塚田農場を自宅で味わう「家飲み便」 コロナ禍で売上激減の危機を救ったサービスの全貌
法人利用が約9割、意外なその理由とは
サービス開始当初は個人での購入がほとんどだった「家飲み便」だが、ある時期を境として大きな購入層の変化があった。1回目の緊急事態宣言が解除された20年5月末以降、“外飲み”の回復とともに注文数はやや低調となったが、2回目の緊急事態宣言に向かう年末年始には、売上が一気に伸び始めた。再び“巣ごもり”が予想される年末年始の需要や、忘年会・新年会のニーズを汲んだものかと思われたが、どうやら様子が違っていたという。
この頃の注文の内容を見てみると、それまで大半を占めていた個人購入に代わって、法人による一括注文が約9割にまで達していた。オンラインで忘年会を開催したいが、社員がそれぞれで料理を用意しなくてはならないことがハードルにもなってきており、その解決策として「家飲み便」が注目されたのだ。

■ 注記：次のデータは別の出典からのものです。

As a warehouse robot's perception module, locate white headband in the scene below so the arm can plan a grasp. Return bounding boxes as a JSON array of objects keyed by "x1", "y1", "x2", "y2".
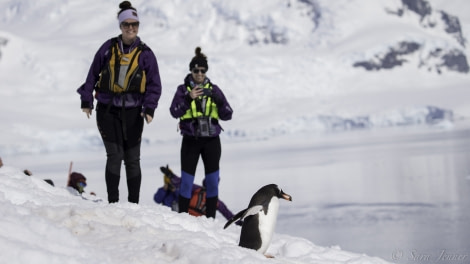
[{"x1": 118, "y1": 9, "x2": 139, "y2": 26}]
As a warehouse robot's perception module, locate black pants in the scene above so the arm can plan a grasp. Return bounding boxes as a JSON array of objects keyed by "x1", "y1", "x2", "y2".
[
  {"x1": 96, "y1": 104, "x2": 144, "y2": 203},
  {"x1": 180, "y1": 136, "x2": 222, "y2": 175}
]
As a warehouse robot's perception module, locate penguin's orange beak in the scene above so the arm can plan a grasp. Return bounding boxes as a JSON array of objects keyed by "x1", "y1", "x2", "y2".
[{"x1": 281, "y1": 190, "x2": 292, "y2": 202}]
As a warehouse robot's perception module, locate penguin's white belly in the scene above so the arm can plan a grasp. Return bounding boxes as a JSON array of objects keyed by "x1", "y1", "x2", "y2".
[{"x1": 258, "y1": 197, "x2": 279, "y2": 254}]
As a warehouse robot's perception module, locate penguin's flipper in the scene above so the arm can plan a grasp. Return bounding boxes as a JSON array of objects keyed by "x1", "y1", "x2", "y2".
[
  {"x1": 241, "y1": 205, "x2": 263, "y2": 221},
  {"x1": 224, "y1": 208, "x2": 248, "y2": 229}
]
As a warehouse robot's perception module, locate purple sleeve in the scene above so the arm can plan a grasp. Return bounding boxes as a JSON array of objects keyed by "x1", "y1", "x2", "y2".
[
  {"x1": 212, "y1": 85, "x2": 233, "y2": 121},
  {"x1": 141, "y1": 49, "x2": 162, "y2": 117},
  {"x1": 77, "y1": 40, "x2": 111, "y2": 108},
  {"x1": 170, "y1": 84, "x2": 191, "y2": 118}
]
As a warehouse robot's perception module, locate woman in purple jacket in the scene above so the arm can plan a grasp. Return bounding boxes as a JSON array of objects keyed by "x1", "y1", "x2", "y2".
[
  {"x1": 78, "y1": 1, "x2": 162, "y2": 203},
  {"x1": 170, "y1": 47, "x2": 233, "y2": 218}
]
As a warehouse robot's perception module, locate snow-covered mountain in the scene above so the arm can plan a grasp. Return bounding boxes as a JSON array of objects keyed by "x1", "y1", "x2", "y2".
[
  {"x1": 0, "y1": 0, "x2": 470, "y2": 156},
  {"x1": 0, "y1": 0, "x2": 470, "y2": 263}
]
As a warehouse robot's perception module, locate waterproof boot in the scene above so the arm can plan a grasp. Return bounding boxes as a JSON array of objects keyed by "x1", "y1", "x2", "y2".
[
  {"x1": 178, "y1": 195, "x2": 190, "y2": 213},
  {"x1": 206, "y1": 196, "x2": 219, "y2": 218}
]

法人注文では、法人から一括して注文を受け、宅配便業者がクール便でそれぞれの社員宅へ個別に配送を行う。料理を用意する手間が省けることに加えて、皆で同じものを食べ話題を共有する楽しみもあって、利用した部署からクチコミなどで社内に広まり、一気に法人のリピーターが増えたという。1月以降も法人利用の増加は止まらず、3〜4月の歓送迎会のタイミングでは、会食自粛などで消化できなかった接待交際費や福利厚生費の振り向け先として注文がさらに膨らみ、初期と比べて4〜5倍の売上となった。